A política monetária é a principal ferramenta do Banco Central (BC) para assegurar a estabilidade do poder de compra do real. Em períodos de alta inflação, o BC eleva a taxa de juros para conter a atividade econômica e, assim, desacelerar o aumento dos preços. Contudo, mesmo com a Selic atingindo 15% ao ano, os impactos esperados na economia têm sido menos significativos do que o projetado, conforme aponta um relatório do banco Inter.
O estudo indica que, apesar de a Selic estar em seu nível mais elevado em quase duas décadas, a economia não tem mostrado os efeitos esperados após três anos de uma política monetária contracionista. Os pesquisadores André Valério e Gustavo Menezes ressaltam que a atividade econômica permanece aquecida, mesmo desde que a política monetária foi endurecida em 2022.
A taxa de desemprego, referente ao trimestre encerrado em agosto, caiu para 5,6%, mantendo-se no menor nível histórico desde o início da Pesquisa Nacional por Amostra de Domicílios (Pnad) Contínua. O Produto Interno Bruto (PIB) também apresentou crescimento de 2,2% no segundo semestre de 2025 em comparação ao segundo trimestre de 2024, enquanto a inflação ainda se encontra acima da meta estabelecida.
Embora se espere que a alteração na Selic demore a impactar a economia, o contexto econômico atual pode acelerar ou retardar essa transmissão.
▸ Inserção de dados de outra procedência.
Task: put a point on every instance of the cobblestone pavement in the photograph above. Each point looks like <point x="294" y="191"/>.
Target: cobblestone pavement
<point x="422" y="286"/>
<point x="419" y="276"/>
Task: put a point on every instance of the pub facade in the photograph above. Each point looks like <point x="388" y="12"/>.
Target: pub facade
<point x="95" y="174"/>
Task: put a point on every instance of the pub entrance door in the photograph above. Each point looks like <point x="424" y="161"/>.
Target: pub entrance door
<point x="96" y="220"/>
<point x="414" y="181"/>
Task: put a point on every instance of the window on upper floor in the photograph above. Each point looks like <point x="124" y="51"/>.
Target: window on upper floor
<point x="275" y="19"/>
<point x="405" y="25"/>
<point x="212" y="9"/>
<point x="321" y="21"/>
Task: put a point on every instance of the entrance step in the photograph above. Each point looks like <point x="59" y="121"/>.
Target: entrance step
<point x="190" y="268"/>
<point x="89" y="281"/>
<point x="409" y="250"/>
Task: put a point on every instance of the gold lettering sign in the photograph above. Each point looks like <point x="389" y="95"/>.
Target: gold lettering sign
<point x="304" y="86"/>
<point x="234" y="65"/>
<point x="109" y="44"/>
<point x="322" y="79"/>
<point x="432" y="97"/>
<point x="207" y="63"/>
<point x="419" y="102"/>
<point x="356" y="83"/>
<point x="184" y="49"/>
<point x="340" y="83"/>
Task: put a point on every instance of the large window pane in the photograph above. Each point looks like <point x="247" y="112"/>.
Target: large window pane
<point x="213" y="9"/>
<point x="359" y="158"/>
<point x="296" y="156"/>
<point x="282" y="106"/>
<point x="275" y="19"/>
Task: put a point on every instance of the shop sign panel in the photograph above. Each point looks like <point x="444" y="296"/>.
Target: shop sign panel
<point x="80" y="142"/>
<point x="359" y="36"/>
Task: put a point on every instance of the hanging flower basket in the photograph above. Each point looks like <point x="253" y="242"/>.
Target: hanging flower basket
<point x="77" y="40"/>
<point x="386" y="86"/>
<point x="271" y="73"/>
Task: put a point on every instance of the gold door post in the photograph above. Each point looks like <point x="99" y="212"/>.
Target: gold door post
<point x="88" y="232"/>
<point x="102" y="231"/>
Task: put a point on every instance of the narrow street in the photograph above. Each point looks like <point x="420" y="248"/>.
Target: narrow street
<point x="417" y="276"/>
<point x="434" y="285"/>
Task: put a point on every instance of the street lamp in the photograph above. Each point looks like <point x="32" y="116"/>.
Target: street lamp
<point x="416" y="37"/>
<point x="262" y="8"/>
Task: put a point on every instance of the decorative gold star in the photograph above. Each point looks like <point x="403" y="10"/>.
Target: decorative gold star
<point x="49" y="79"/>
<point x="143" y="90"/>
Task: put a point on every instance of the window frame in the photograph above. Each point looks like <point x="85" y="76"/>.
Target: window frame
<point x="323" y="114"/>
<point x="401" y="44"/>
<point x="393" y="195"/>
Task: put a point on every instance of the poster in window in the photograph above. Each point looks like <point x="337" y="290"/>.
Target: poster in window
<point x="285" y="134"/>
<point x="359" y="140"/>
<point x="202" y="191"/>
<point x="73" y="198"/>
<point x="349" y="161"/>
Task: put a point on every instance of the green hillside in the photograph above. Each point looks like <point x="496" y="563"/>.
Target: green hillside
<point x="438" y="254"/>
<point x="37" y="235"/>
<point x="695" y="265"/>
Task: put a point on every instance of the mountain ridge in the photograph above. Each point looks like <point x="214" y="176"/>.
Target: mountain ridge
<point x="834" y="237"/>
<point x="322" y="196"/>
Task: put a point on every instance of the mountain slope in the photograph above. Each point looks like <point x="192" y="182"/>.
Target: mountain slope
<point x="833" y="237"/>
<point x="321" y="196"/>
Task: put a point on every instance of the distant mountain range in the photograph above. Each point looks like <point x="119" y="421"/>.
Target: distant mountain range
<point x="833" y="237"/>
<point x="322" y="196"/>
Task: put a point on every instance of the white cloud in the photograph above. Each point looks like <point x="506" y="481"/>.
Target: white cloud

O banco Inter observa que o corte inesperado da Selic em 2012, que foi alvo de críticas por suposta influência política, foi cerca de 1 ponto percentual mais estimulante do que o corte realizado em 2020, que visava mitigar os efeitos da pandemia de Covid-19. Desde 2022, porém, as políticas monetárias parecem ter perdido eficácia, sem provocar modificações significativas nos ciclos de alta.
Canais de Repasse “Entupidos”
A atual limitação da sensibilidade da economia frente à restrição monetária se alinha com padrões históricos, mas levanta um debate sobre a perda de efetividade da política monetária, conforme especialistas. Essa questão é explicada pelo “entupimento” de três canais que deveriam transmitir os efeitos de uma Selic elevada para a economia real: câmbio, riqueza e expectativas, e crédito.
Embora se espere que juros altos valorizem a moeda, o real não apresenta uma valorização proporcional, apesar da competitividade elevada dos juros reais em comparação com outros países latino-americanos. De acordo com o relatório, a falta de valorização pode estar atrelada à preocupação do mercado com as despesas governamentais, e a liberação desse canal depende de reformas fiscais críveis.
A Selic também exerce influência sobre as expectativas de juros a curto e longo prazo, afetando a precificação de ativos financeiros e, portanto, a riqueza das famílias. Um aumento nas taxas de juros de longo prazo provoca a desvalorização de títulos e ações, impactando negativamente a capacidade de consumo das famílias.
Desde 2008, a eficácia dos aumentos da Selic sobre os juros de longo prazo tem diminuído, complicando ainda mais o trabalho do Banco Central. Apesar disso, o canal de crédito se tornou ligeiramente mais eficaz, uma vez que a alta da Selic encarece financiamentos e pode levar ao aumento da inadimplência. Contudo, as operações de crédito permanecem “entupidas”, com spreads altos, alta concentração bancária e limites nas taxas do crédito direcionado, o que dificulta uma transmissão mais eficiente da taxa básica de juros.
Os pesquisadores concluem que a perda de eficiência dos canais monetários pode estar ligada à desconfiança em relação à meta de inflação de 3%, considerada “arrojada”. Eles afirmam que a taxa de juros resultante de tal meta, aliada a um ajuste fiscal pendente, representa um ônus elevado na condução da política monetária.
Para que haja uma convergência da inflação em direção à meta e uma ancoragem das expectativas, mais harmonia entre as políticas monetária e fiscal será necessária. Nesta condição, a normalização da Selic poderia ocorrer de maneira mais ágil, minimizando os impactos sobre o crescimento econômico do Brasil.